Vernon Smith introduced experimental economics to the profession. In 1955, with a new Ph.D. from Harvard he began to teach at Perdue University. He soon realized that he did not understand the connection between how people operated in markets and the theory of supply and demand. The conventional stories did not explain how market reached equilibrium.

He began experimenting on students, and gained great insight into how markets reached equilibrium. His work demonstrated that markets were more efficient than traditional models demonstrated--economic agents did not need perfect information, and the number of agents did not need to be large. He attempted to publish his work in the Journal of Political Economy, a journal that was generally pro-market. His paper work was not accepted for publication.
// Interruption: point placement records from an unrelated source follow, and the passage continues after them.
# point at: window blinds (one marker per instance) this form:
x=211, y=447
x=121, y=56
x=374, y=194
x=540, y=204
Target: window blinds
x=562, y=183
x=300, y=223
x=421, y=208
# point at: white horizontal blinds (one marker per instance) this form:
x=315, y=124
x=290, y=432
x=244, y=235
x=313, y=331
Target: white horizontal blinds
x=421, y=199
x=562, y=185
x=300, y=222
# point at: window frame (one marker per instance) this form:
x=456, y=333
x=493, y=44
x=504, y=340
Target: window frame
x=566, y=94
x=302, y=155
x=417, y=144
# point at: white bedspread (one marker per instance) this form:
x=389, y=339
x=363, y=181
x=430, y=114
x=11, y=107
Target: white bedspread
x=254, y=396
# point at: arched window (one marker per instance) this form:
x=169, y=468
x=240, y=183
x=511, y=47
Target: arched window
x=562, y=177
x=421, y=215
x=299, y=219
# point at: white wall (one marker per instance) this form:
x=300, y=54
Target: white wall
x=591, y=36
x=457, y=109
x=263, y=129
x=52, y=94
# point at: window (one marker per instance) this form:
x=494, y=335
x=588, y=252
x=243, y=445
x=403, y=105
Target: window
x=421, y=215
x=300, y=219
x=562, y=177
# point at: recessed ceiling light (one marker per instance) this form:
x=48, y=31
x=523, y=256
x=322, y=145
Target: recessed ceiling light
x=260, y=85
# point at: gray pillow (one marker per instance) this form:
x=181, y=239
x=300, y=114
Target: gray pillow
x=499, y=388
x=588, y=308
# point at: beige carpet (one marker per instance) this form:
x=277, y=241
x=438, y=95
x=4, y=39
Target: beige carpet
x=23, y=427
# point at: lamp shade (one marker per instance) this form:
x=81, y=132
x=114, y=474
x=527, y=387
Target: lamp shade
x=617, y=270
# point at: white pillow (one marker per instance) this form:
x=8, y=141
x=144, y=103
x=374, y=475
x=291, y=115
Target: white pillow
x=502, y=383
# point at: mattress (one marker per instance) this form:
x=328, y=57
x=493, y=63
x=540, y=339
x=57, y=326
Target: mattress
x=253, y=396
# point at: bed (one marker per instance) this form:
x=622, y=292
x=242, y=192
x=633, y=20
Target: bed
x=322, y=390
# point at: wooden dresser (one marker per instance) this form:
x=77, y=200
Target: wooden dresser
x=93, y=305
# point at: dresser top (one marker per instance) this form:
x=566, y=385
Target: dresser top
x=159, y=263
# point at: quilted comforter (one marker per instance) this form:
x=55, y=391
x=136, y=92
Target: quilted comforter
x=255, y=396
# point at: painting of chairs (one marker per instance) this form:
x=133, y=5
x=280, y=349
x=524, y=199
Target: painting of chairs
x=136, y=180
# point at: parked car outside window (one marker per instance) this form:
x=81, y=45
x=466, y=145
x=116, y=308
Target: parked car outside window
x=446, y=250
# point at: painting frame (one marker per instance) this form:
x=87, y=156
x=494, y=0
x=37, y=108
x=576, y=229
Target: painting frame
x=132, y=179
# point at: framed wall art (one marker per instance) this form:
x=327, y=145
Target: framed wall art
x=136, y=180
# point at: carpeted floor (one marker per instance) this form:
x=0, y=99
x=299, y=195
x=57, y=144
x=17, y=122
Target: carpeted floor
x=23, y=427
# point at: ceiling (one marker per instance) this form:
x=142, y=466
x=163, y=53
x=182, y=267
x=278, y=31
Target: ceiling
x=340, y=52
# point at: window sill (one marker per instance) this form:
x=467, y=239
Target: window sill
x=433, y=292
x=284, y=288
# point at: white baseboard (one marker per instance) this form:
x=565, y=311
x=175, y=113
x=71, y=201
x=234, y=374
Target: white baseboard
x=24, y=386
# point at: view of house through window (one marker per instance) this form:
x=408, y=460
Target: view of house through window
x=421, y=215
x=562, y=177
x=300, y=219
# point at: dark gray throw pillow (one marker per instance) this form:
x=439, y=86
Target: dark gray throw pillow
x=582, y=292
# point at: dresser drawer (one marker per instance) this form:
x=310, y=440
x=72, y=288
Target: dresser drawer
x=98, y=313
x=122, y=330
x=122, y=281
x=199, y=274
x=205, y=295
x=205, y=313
In his interview on EconTalk, Smith quips,

Why did I send it to the JPE? Why that's a University of Chicago journal, and I thought, what have I shown? I've shown that markets really work quite well, better than I anticipated, and better than the...conventional wisdom as we taught it in economics. So I said, I'll send it to the JPE because those guys in Chicago have a reputation for believing in markets so they'll like this. Well that was wrong. I think it became evident why it was wrong. If you believe in markets you don't necessarily need evidence.

Smith describes in some detail his travails in publishing his work. He submitted his paper twice, and both times the referees rejected the paper. Eventually, Harry Johnson took over as new editor and asked Smith to submit yet another revised version. Ultimately the paper was published and Smith quotes Johnson as saying,

I haven't been at this job very long and I've learned a lot. I've discovered that you have to keep evaluating everybody, including yourself. I have to confess that I was one of the original referees (that was negative on the paper), but you've convinced me.

Good work, hard work paid off, and acclaim followed.